Joseph Teissier

Résumé

Joseph Teissier La Grippe-influenza, étiologie… (1893)

Je n'insisterai pas davantage sur ces complications de la grippe dont l'énumération est déjà longue. Des faits que nous venons d'exposer, nous retiendrons cette notion bien arrêtée que les localisations de prédilection de l'influenza se font plus spécialement sur le système nerveux, l'appareil broncho-pulmonaire et les reins, notion qui nous rendra plus facile l'interprétation des faits qui nous restent à exposer et nous fera saisir le pourquoi et le comment de certains accidents tardifs de l'infection grippale.
Source : Gallica

Joseph Teissier La Grippe-influenza, étiologie… (1893)

Indépendamment des phénomènes de bronchite qui font en quelque sorte partie du cortège symptomatique obligatoire de certaines formes de grippe, on peut observer des accidents pulmonaires assez intenses, pour mettre directement la vie du malade en danger. Il s'agit d'accidents aigus se traduisant par une dyspnée violente avec ou sans point de côté, entraînant une augmentation du périmètre thoracique et se traduisant à l'auscultation par des râles fins qui éclatent à l'oreille comme des bouffées de râles de pneumonie ou d'oedème pulmonaire.
Source : Gallica

Joseph Teissier La Grippe-influenza, étiologie… (1893)

Est-ce à dire cependant que tout ce qui a été vu dans la grippe doive être dorénavant considéré comme des formes évolutives du même microorganisme?
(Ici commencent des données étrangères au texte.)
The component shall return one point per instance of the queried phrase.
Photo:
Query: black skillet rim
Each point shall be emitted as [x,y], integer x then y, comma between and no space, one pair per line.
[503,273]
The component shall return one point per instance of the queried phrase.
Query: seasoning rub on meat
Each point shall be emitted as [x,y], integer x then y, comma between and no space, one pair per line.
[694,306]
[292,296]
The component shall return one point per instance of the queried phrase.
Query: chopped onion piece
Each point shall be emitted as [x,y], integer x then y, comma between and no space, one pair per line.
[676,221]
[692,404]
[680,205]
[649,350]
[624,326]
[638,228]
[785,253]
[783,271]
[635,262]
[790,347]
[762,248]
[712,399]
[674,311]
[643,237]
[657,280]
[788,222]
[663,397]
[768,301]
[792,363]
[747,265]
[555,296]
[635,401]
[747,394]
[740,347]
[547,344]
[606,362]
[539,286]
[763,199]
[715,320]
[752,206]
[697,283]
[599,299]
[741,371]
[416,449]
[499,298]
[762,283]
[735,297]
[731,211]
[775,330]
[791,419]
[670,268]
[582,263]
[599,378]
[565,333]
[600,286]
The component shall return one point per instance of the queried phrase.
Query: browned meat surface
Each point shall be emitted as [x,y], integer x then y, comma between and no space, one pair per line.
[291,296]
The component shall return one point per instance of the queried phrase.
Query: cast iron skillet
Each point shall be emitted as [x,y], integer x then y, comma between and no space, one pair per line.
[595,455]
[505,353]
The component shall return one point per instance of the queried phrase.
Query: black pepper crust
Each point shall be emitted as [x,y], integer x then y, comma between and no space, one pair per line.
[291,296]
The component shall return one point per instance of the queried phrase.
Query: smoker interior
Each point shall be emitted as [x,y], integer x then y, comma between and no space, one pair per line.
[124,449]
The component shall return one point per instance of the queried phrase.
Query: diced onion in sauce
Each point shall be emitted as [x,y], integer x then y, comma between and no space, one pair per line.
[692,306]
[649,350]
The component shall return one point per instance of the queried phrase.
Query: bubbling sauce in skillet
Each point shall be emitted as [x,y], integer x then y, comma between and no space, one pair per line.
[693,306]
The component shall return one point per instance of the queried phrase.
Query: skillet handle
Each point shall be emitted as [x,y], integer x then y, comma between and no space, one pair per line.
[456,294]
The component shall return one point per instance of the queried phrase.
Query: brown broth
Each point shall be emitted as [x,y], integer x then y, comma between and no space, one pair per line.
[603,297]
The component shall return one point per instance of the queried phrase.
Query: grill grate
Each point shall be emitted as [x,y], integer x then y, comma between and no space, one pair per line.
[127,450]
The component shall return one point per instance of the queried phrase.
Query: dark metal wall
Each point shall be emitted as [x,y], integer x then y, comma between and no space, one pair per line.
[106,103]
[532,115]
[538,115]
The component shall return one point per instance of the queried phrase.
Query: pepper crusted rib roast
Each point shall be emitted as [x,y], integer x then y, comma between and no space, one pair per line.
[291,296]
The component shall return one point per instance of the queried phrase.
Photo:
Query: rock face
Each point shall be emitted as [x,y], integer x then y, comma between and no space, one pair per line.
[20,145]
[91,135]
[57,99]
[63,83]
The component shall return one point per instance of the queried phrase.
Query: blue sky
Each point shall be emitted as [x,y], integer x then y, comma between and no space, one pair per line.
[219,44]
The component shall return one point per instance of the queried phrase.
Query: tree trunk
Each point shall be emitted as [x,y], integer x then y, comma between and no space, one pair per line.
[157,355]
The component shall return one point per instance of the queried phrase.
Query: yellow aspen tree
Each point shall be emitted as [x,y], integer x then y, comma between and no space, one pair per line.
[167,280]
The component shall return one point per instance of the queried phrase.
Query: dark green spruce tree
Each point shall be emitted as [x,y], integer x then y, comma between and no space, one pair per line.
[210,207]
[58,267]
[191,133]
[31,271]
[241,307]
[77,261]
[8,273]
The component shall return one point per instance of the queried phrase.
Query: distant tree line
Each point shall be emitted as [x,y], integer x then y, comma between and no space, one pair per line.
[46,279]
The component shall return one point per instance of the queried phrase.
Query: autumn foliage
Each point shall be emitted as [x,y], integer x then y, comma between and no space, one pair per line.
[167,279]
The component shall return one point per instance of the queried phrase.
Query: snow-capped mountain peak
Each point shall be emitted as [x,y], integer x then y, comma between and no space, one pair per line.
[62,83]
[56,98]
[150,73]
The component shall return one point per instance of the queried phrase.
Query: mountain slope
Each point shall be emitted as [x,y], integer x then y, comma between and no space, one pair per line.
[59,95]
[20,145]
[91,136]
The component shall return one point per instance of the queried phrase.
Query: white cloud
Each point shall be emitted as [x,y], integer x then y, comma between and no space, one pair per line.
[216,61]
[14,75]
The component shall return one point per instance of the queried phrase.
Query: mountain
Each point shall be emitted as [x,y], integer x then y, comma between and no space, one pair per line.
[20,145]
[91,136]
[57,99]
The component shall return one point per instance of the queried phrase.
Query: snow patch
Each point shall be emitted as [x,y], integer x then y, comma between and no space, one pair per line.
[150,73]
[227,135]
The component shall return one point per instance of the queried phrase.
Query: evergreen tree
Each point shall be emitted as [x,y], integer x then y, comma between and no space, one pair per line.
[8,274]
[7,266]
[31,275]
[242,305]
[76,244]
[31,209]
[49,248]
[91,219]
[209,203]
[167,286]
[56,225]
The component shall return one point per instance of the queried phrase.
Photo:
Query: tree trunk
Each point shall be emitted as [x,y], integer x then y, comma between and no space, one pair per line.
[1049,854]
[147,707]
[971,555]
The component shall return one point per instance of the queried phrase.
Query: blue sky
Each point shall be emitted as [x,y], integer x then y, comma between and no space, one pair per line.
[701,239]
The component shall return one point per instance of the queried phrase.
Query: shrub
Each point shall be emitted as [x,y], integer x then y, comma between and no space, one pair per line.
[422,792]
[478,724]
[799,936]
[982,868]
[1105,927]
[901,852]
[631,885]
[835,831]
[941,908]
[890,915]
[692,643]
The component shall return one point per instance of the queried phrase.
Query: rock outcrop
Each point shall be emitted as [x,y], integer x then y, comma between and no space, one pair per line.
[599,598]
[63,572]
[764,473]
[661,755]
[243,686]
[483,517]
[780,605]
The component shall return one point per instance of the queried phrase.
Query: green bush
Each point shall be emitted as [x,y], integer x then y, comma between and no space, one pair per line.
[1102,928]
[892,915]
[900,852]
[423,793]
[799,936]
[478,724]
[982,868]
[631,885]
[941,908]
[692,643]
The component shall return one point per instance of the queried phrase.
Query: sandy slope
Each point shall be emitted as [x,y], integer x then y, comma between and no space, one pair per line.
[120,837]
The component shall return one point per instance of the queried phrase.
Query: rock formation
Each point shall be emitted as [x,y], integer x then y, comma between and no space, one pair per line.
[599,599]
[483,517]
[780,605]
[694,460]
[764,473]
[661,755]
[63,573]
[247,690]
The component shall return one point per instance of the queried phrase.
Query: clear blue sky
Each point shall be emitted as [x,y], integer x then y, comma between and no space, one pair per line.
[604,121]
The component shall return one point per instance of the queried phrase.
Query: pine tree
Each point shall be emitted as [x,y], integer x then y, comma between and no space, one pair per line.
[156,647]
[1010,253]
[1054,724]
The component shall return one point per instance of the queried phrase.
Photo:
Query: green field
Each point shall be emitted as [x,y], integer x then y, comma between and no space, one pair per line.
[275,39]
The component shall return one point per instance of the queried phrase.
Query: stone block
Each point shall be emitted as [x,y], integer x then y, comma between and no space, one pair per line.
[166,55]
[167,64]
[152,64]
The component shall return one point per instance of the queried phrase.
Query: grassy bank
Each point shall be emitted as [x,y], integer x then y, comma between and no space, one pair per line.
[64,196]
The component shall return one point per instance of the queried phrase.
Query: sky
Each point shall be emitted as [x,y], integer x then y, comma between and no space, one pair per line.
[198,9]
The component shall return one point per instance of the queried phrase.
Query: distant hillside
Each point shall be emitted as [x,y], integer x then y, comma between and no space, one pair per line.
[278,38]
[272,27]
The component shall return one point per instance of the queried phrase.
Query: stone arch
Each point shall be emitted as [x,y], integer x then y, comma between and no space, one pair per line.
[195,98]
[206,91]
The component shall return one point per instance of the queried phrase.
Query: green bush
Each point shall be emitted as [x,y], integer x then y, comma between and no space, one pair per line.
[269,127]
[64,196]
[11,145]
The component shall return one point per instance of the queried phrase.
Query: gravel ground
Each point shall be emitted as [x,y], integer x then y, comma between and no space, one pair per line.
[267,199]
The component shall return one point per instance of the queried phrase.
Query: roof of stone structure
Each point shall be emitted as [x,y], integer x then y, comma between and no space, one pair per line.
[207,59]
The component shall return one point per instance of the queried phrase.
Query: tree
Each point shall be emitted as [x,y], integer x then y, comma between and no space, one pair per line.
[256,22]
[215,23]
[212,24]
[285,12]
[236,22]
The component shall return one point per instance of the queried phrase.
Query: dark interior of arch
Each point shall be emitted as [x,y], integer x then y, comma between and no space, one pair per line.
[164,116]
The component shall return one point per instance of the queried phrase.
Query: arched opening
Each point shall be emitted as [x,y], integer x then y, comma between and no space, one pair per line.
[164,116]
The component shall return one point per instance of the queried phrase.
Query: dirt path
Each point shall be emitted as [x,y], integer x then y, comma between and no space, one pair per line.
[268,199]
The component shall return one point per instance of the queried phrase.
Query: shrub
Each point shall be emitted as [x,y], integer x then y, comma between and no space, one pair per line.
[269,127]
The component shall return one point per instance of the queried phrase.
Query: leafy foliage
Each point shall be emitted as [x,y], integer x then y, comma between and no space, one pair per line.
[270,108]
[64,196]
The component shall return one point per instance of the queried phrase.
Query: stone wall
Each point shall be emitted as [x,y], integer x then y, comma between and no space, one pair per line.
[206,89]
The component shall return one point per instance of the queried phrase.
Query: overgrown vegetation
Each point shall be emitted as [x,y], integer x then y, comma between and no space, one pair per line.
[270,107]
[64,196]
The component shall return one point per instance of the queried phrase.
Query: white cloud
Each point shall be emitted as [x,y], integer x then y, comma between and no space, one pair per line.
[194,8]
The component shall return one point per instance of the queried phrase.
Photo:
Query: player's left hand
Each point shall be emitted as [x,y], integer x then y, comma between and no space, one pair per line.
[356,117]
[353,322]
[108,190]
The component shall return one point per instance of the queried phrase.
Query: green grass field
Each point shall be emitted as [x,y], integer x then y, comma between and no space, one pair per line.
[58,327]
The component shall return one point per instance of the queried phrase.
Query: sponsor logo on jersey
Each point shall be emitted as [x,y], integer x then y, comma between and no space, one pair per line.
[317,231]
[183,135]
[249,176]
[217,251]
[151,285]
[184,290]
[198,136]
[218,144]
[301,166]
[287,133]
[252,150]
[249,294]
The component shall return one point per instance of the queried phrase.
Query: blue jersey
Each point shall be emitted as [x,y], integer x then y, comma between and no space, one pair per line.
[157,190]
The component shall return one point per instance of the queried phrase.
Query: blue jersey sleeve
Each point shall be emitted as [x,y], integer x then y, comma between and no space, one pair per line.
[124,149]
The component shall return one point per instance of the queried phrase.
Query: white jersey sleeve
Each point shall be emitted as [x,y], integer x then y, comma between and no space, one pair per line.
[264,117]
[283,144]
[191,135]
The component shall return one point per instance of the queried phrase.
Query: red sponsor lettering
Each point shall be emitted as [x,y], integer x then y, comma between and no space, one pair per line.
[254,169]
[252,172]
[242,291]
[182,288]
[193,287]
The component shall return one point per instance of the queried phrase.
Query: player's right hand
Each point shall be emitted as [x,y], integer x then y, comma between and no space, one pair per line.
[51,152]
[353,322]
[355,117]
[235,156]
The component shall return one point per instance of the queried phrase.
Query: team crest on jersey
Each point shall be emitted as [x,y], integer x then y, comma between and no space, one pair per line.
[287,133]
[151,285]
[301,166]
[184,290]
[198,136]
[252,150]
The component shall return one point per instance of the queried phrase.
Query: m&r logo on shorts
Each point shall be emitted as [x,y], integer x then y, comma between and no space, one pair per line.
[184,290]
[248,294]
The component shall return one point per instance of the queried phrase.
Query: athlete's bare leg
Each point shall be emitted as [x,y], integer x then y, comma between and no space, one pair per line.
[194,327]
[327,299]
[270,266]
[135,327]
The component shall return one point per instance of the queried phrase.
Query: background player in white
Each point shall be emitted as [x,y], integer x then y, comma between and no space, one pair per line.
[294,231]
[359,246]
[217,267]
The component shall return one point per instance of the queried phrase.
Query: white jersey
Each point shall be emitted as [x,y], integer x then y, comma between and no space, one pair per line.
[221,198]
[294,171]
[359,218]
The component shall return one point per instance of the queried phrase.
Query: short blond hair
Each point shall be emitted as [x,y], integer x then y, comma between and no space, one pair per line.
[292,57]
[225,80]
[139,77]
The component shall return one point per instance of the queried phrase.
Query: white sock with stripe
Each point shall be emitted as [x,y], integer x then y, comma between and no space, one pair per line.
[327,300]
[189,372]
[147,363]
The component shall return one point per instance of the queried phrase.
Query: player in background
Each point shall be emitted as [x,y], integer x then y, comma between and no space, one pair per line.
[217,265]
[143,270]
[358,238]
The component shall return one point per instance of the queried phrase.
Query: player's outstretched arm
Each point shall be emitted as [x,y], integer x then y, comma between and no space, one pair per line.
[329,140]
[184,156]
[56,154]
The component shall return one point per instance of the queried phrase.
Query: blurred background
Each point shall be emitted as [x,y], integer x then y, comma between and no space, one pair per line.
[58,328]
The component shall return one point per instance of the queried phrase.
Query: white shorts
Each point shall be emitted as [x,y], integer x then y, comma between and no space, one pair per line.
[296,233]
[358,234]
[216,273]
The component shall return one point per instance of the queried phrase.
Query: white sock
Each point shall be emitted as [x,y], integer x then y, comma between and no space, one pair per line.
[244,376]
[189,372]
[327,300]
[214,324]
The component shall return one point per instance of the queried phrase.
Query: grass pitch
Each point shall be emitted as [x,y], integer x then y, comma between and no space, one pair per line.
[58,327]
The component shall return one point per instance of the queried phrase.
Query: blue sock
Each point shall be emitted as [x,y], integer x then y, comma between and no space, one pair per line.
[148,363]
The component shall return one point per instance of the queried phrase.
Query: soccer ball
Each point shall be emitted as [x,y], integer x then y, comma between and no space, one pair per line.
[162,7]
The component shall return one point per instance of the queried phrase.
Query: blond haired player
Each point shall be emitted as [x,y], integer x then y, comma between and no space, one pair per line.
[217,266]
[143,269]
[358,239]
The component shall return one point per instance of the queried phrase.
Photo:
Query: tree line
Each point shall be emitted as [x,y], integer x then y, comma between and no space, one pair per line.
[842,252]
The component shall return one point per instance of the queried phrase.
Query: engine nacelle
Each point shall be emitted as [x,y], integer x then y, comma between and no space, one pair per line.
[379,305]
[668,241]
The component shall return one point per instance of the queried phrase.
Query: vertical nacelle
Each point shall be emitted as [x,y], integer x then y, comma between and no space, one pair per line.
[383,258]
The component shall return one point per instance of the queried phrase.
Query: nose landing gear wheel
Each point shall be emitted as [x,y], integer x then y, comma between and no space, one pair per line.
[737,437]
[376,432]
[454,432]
Pareille exagération est loin de notre esprit : les éléments associés sont d'une extrême fréquence dans la grippe, et nous sommes toujours disposé à faire une large part aux infections secondaires. Il n'en est pas moins vrai pourtant, que notre microorganisme est capable, à lui seul, de donner naissance à une série de complications qu'on serait tenté d'attribuer à un microorganisme différent.